The alkylamine is preferably selected from alkylamines of formula (2).

Wherein R is ₃ =h or an alkyl chain comprising 1 to 8 carbon atoms; r is R ₄ =alkyl chain containing 1 to 8 carbon atoms,Or alkylamines containing 1 to 4 carbon atoms (dimethylaminopropyl), or alkanolamines containing 1 to 4 carbon atoms; or R is ₃ And R is ₄ Forming a heterocycle of 4 to 6 carbon atoms. In the latter case, the alkylamine of formula (2) may be tetrahydro-1, 4-oxazine (morpholine). Preferably, (i) R ₃ And R is ₄ Independently of one another, a hydrogen atom, a methyl, ethyl or isopropyl group, or (ii) R ₃ And R is ₄ Forming a heterocyclic ring of 4 to 6 carbon atoms, preferably morpholine, or (iii) R ₃ =h and R ₄ =dimethylaminoprolyl.

At (i) R ₃ ＝R ₄ Independently of one another, methyl, ethyl or isopropyl or (ii) R ₃ And R is ₄ In the case of forming a heterocycle to represent tetrahydro-1, 4-oxazine (morpholine), R ₁ Preferably H.

At R ₃ =h and R ₄ In case of =dimethylaminoprolyl, R ₁ Preferably CH ₃ 。

At R ₂ 、R ₃ And R is ₄ The aliphatic chain may be straight, branched or cyclic. They are preferably linear.

The biosubstituted alkyl (meth) acrylamide obtained according to the method of the invention preferably has a biosourced carbon content of between 5 and 100 wt.%, measured according to ASTM D6866-21 method B, relative to the total carbon weight in the biosubstituted alkyl (meth) acrylamide.

The (meth) acrylic acid or one of its esters preferably has a biogenic carbon content of between 5 and 100% by weight, measured according to ASTM D6866-21 method B, relative to the total carbon weight of the (meth) acrylic acid.

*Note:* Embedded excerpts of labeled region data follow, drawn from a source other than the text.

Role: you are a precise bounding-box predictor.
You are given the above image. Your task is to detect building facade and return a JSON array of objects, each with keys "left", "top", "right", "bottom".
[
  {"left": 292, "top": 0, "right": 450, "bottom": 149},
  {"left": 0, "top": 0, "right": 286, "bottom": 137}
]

In the various embodiments of the present invention and described below, the alkylamine preferably has a biogenic carbon content of between 5 and 100 wt%, measured according to ASTM D6866-21 method B, relative to the total carbon weight in the alkylamine.

In the present invention and the various embodiments described below, one of the (meth) acrylic acid or esters thereof is preferably fully renewable and non-fossil. Preferably, the alkylamine is fully renewable and non-fossil. Preferably, both the alkyl amine and one of the (meth) acrylic acid or esters thereof are fully renewable and non-fossil. Finally, the substituted alkyl (meth) acrylamides obtained according to the process of the invention are preferably completely renewable and non-fossil.

As previously mentioned, the applicant has observed in particular an improvement of the process in which, according to the process comprising at least one enzymatic bioconversion step, the (meth) acrylic acid used in the process, or in the preparation of the (meth) acrylic acid esters used in the process of the invention, is obtained.

The various embodiments of substituted alkyl (meth) acrylamides previously described in the "methods" section are applicable to this section describing monomers.

The (meth) acrylic acid or one of its esters and/or the alkylamine may be non-isolated, partially isolated or fully isolated. The same embodiments and preferences set forth in the "methods" section apply to this section describing monomers.

In particular embodiments, one of the (meth) acrylic acid and/or its esters and/or the alkylamine may be partially or fully recovered. The same embodiments and preferences set forth in the "methods" section apply to this section describing monomers.

Polymers according to the invention

The present invention relates to a polymer obtained by polymerizing at least one monomer obtained by the process of the invention. It also relates to a polymer obtained by polymerizing at least one monomer as described above. The same embodiments and preferences set forth in the "methods" section apply to this section describing polymers.

The polymer according to the invention has the advantage of being of partial or complete biological origin and, when the process according to the invention comprises at least one bioconversion step, the polymer also has the advantage of being produced according to a biological process known as "soft chemistry".

The polymers according to the invention are preferably water-soluble or water-swellable. The polymer may also be a superabsorbent.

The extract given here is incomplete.